Let's take the ever-present word "reconciliation", it deserves special attention. Word-mask. Reconciliation, however rhetorically appealing, must not become its opposite. Let's say, a way to rehabilitate criminals and criminal policies. The way some politicians talk about reconciliation today is nothing but that.

It bears repeating: for reconciliation to make sense, we must first unequivocally agree on what happened. Reconciliation is possible only when that kind of agreement is won. Because if the meaning of reconciliation is to present the darkness of the nineties as less dark, then it has another name: historical revisionism. Cheat. A hoax. A lie. Choose.

No matter how much the word "reconciliation" rings around us, I don't get the impression that this kind of reconciliation is being talked about. Our unfinished sins will continue to shape us. Until we are able to digest the living flesh of Balkan history.

The cheering at the final match of the cup, I believe, is a nice illustration of how far we have come with reconciliation.

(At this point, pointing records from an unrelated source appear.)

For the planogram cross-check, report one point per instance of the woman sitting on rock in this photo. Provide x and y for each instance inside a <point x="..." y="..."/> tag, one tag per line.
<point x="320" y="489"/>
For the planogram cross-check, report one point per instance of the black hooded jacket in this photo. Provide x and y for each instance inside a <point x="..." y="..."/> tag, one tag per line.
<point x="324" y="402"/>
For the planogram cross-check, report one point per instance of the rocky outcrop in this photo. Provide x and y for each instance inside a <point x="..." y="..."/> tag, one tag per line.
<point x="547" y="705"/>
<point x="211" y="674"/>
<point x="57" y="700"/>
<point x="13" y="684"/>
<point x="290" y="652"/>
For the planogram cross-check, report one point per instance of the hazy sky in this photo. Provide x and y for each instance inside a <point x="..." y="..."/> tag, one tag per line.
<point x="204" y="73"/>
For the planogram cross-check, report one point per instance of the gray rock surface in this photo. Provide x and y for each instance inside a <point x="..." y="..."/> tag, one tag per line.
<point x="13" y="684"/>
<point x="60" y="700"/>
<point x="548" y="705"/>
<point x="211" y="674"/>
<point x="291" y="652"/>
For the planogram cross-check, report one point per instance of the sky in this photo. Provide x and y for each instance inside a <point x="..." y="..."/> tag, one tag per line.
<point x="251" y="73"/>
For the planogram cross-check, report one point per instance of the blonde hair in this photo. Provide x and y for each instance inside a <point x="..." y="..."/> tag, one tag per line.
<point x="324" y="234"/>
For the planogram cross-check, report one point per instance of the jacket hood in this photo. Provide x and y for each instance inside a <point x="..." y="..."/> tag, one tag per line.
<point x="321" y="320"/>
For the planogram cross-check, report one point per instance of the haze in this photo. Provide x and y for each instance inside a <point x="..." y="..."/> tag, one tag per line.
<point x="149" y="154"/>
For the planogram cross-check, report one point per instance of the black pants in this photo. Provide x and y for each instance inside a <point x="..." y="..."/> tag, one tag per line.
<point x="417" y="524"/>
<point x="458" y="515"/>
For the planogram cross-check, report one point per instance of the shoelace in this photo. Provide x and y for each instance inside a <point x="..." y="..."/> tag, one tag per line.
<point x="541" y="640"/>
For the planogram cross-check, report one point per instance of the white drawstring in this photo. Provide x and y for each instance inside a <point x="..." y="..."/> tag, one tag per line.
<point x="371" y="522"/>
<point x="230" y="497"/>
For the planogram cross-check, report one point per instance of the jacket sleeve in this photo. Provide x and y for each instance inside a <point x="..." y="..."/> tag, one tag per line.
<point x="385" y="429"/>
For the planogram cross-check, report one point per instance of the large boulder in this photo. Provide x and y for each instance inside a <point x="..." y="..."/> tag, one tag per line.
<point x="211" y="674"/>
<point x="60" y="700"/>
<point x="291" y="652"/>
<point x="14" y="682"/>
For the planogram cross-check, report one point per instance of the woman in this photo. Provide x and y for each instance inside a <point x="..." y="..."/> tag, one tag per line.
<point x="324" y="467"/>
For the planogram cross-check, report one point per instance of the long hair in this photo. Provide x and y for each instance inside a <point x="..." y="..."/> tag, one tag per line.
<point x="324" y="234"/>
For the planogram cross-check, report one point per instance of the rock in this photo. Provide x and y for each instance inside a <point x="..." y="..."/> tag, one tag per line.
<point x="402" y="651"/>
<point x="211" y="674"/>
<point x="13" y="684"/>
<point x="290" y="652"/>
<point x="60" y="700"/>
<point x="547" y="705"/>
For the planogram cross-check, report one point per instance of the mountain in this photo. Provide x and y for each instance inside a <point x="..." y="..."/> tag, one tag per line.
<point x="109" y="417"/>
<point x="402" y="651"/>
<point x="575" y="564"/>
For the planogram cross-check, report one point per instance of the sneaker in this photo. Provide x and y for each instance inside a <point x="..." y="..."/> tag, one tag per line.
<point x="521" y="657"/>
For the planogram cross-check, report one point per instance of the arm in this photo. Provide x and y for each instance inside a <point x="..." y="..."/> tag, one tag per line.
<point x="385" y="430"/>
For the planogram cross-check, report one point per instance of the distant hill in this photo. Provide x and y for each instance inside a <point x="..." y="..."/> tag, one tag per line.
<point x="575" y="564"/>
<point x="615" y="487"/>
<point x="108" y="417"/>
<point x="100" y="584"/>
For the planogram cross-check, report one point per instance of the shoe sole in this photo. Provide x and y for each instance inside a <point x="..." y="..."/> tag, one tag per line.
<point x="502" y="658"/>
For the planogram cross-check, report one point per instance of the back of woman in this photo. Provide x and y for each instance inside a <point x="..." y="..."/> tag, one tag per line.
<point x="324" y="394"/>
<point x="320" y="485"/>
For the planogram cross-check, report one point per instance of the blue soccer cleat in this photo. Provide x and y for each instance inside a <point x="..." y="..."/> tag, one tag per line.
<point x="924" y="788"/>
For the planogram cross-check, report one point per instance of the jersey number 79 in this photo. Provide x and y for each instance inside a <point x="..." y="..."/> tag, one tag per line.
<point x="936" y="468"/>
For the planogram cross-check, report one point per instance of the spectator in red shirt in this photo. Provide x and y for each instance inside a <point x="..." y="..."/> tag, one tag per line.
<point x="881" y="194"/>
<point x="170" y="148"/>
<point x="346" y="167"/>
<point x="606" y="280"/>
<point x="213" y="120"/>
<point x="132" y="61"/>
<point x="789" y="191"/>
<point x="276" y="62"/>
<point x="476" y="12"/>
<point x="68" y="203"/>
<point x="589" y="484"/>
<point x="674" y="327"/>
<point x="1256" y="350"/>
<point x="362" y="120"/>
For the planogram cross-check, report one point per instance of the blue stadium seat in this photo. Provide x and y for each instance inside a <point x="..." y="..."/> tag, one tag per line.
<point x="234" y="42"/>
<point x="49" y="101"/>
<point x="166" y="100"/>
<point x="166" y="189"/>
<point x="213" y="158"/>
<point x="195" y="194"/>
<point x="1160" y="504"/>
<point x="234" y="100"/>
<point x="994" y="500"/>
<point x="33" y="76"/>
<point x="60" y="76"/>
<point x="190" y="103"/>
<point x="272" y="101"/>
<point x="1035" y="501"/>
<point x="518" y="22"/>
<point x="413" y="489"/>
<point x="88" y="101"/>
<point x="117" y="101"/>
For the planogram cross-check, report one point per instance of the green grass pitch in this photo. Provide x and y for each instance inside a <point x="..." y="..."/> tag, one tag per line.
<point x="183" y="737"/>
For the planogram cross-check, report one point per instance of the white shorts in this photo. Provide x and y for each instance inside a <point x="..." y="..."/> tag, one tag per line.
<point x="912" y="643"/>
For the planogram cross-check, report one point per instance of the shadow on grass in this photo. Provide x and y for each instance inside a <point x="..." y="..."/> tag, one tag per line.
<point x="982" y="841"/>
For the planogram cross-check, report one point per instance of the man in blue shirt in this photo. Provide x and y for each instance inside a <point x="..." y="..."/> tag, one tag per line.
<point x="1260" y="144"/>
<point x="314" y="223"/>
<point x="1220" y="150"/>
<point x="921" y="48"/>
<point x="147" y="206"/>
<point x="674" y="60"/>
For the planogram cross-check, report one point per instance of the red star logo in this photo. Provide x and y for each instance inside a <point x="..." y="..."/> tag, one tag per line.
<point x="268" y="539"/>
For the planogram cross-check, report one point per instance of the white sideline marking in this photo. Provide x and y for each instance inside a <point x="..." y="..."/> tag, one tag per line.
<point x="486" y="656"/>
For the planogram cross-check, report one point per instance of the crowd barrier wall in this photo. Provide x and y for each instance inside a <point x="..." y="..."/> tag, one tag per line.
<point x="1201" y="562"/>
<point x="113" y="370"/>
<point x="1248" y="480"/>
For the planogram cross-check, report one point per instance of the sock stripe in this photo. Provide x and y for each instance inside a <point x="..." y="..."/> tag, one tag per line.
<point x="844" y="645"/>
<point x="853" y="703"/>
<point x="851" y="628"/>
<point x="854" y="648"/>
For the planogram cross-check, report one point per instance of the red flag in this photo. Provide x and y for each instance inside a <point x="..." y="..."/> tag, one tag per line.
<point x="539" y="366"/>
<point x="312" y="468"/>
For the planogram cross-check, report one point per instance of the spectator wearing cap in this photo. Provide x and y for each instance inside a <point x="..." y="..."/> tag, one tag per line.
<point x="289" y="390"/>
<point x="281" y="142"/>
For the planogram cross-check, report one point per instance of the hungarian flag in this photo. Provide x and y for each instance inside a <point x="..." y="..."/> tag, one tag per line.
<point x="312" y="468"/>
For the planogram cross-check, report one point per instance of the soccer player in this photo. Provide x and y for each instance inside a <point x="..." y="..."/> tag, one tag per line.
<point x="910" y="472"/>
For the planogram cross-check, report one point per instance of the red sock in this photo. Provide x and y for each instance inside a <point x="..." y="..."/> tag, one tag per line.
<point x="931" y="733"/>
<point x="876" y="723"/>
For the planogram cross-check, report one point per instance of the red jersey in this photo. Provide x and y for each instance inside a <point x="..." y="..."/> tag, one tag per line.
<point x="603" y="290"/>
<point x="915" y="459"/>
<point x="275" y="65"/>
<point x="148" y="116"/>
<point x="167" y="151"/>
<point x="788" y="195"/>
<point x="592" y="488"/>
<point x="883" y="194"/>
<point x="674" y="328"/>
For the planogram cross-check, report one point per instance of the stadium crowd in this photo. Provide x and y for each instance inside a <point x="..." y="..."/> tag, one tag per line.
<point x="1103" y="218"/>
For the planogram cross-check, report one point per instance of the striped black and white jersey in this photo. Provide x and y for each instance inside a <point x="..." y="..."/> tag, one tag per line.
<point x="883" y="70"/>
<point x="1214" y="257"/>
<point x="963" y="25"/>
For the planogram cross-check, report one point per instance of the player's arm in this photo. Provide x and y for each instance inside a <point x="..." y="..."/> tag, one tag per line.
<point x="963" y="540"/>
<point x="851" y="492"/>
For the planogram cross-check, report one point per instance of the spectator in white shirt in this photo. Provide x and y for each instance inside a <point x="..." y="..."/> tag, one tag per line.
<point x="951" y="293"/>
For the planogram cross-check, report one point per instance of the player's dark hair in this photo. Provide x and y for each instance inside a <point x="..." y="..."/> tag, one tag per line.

The basic problem of Montenegro is that its experience and its culture are deeply monologic. The experience of dialogue was never appreciated, it was always perceived as a kind of weakness. Here, the number of representatives was always perceived as a more important category than the truth itself. Even today, politicians prefer calls for unity and monolithicity. You have the feeling that they seem more important to themselves as they call under (one) flag.

I guess that's why prudent words carry weight when they are heard, no matter how rarely they are... And we heard some just like that at the session of the CANU jubilee commemoration committee.

And until then, the whole country breaks down over the Basic Agreement... The way this topic is kept in the foreground also testifies to the current clericalization of Montenegrin society. The welcome of the new metropolitan and the accompanying dinner, thanks to some of the (childishly naughty) politicians present, could remind you of a special episode of a reality show... And I'm afraid that wouldn't be far from the truth.

Favorite Christian motif - public dinner and current Montenegrin reality shows: "Dinner with the Bishop". To keep everything in the right spirit, one of the participants addressed the voters/spectators, probably in the hope that they would save him from "relegation".

Bonus video:

(Opinions and views published in the "Columns" section are not necessarily the views of the "Vijesti" editorial office.)